1. M. Alexander claims that the main explanation of why so many people are sent to jail in the U.S. today is deeply wrong. Explain her argument by referring to the various examples she mentions to backup her point. (see p. 1-2)

In the reading “The New Jim Crow”, M. Alexander expresses the mainstream view on mass incarceration is incorrect. In the reading she expresses that many people believes that the war on drugs is in response to the rise of crack cocaine. She indicates that many people also believes that the crack cocaine crisis was mainly in black neighborhoods and the black and brown people are the ones selling it as well. She combats this by stating ” President Ronald Reagan officially announced the current drug war in 1982, before crack became an issue in the media or a crisis in poor black neighborhoods. A few years after the drug war was declared, crack began to spread rapidly in the poor black neighborhoods of Los Angeles and later emerged in cities across the country.” This shows how can a “war” be created if there is nothing to war against. In the reading she expresses that during the time President Reagan announced this war on dugs, drug usage was declining. So the question is what would cause him to announce a war on something that is not there or rather a problem at the time? Then a few years later a crack crisis explodes in black neighborhoods.

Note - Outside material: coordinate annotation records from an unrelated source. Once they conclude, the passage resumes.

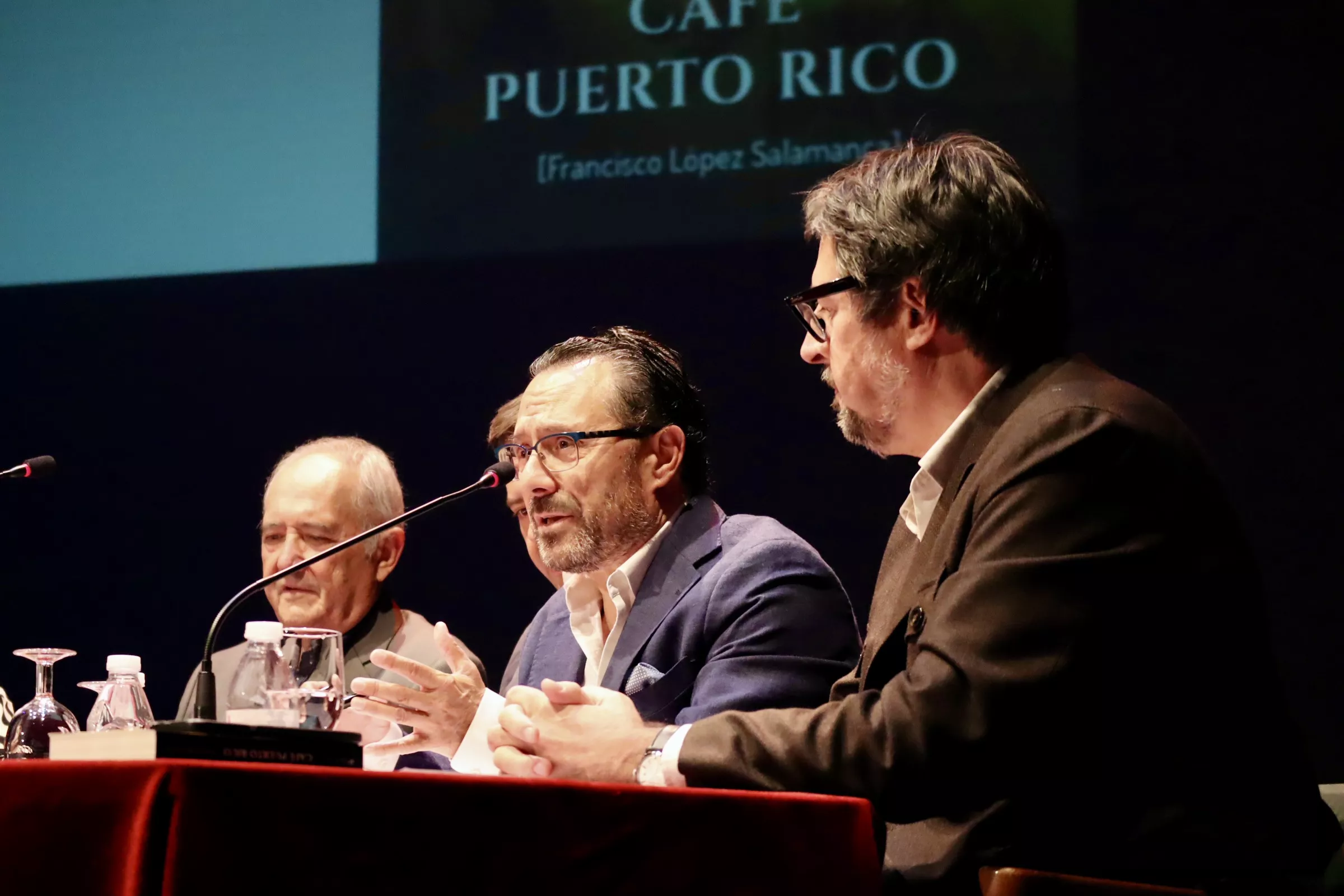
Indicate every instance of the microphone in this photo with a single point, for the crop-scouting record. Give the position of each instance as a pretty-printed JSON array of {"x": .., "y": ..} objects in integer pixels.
[
  {"x": 31, "y": 469},
  {"x": 495, "y": 476}
]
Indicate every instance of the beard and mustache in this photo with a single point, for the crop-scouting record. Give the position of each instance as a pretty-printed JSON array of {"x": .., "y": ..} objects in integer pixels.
[
  {"x": 886, "y": 376},
  {"x": 619, "y": 524}
]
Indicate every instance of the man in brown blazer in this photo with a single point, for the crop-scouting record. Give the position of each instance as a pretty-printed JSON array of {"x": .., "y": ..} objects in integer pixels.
[{"x": 1066, "y": 664}]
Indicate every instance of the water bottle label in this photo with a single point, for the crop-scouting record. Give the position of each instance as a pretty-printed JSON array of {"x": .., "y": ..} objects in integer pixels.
[{"x": 269, "y": 718}]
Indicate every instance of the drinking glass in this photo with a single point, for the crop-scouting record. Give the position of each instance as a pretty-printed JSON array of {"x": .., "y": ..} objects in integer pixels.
[
  {"x": 34, "y": 723},
  {"x": 318, "y": 657}
]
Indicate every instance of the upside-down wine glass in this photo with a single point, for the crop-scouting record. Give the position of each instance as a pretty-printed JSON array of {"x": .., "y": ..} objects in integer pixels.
[
  {"x": 318, "y": 657},
  {"x": 38, "y": 719}
]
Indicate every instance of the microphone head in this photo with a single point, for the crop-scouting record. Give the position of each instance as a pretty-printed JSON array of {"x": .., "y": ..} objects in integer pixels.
[
  {"x": 39, "y": 466},
  {"x": 503, "y": 473}
]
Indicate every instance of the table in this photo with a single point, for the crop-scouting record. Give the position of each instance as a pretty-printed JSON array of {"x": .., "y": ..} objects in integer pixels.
[{"x": 186, "y": 828}]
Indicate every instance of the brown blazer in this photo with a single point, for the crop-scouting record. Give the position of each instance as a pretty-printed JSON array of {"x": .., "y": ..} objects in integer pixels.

M. Alexander then expresses how people of all colors uses drugs. But apparently it was seen as a crisis only in black and brown neighborhoods. In the reading, she shines light on the media for helping to push this idea of war on drugs in black and brown neighborhoods. M. Alexander talks about how President Reagan used the media to display things such as black crack dealers, black crack whores and black crack babies to push this idea that it was a huge crisis in the black neighborhoods. Further-less to say, laws and policies was then created to crackdown on the drugs. So now that people have an image in their minds that the crack crisis was so abundant in minority communities mostly minority people was being arrested. People were being arrested for selling and using. This is how the mass incarceration began to happen.

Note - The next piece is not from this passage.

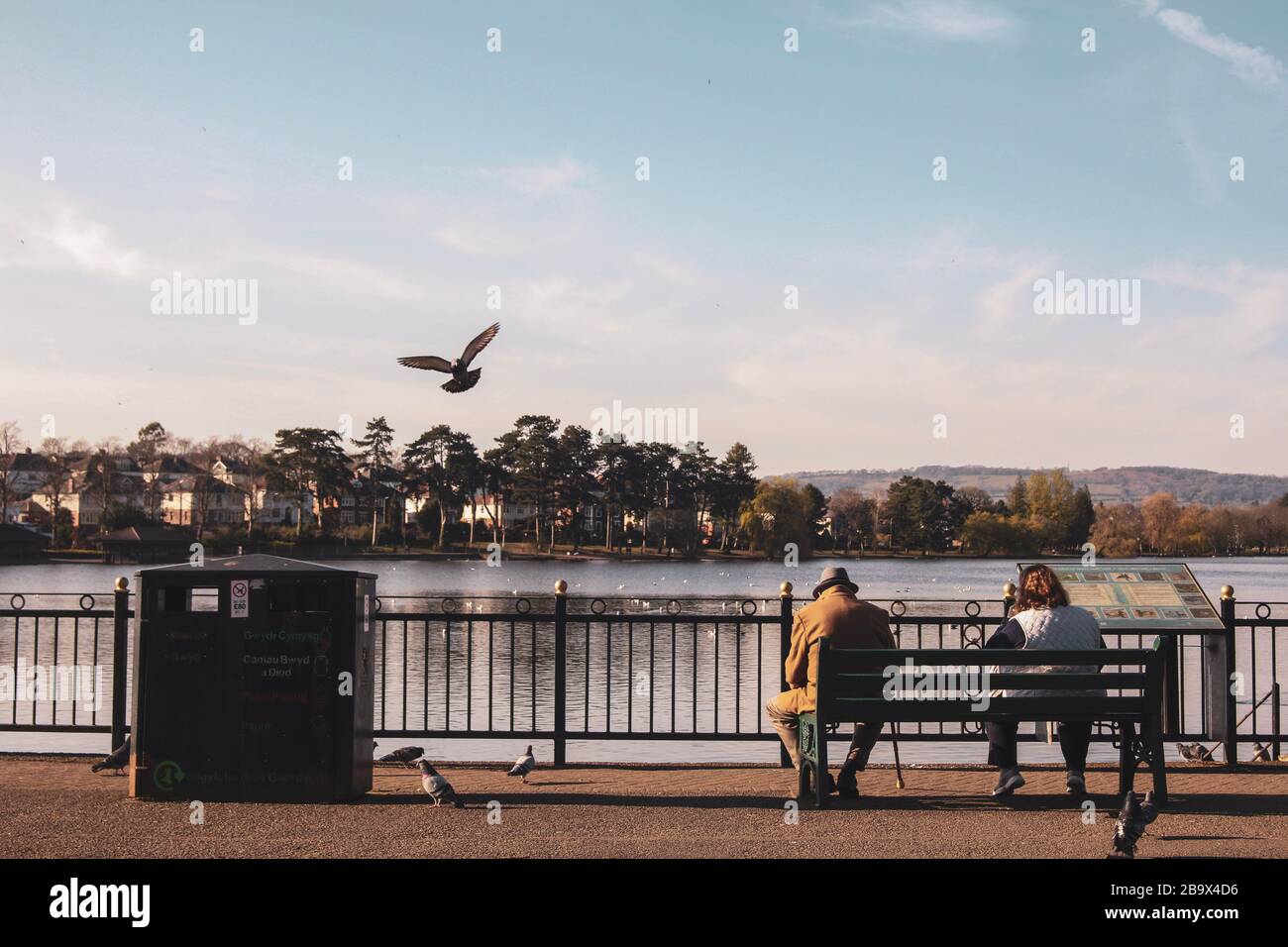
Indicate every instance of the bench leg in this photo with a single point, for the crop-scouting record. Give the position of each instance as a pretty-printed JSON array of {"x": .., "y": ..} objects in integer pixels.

2. Why is it that racial disparities in the rates of incarceration “cannot be explained by rates of drug crimes”?

M. Alexander states in the reading “most people assume the War on Drugs was launched in response to the crisis caused by crack cocaine in inner-city neighborhoods. This view holds that the racial disparities in drug convictions and sentences, as well as the rapid explosion of the prison population, reflect nothing more than the government’s zealous—but benign—efforts to address rampant drug crime in poor, minority neighborhoods.” Do to this assumption that the war on drugs was launched to address the crack cocaine crisis in inner-city neighborhoods does not show the rate of drug crimes as a whole. The focus was directed to the black and brown communities opposed to all communities. People were being arrested not for only selling drugs but for also using or rather have small possessions of drugs. At this point people are being arrested for non-violent drug crimes.

3. How do you understand the phrase: “the American penal system has emerged as a system of social control unparalleled in world history.”?

My understanding of the above phrase is the American penal system uses punishment as a form to control human behavior and to display what social norms should look like. In the the reading M. Alexander talks about how punishment is no where close to actual crime patterns. In the reading she states “between 1960 and 1990, for example, official crime rates in Finland, Germany, and the United States were close to identical. Yet the U.S. incarceration rate quadrupled, the Finnish rate fell by 60 percent, and the German rate was stable in that period.” This shows how different the American Penal system handles crimes so differently than other countries with similar crime rate.

2 thoughts on “Rached Willis discussion BD 2.1

  1. Hi Rached! I find your point about the ability to manufacture a war very interesting. The evidence certainly points to Reagan having ulterior motives while pushing this War on Drugs, and it does seem that he almost built his opponent using his resources. I also think your point about the use of the media to influence the police and courts to arrest/convict higher rates of POC is very insightful. I had not really thought about it like that.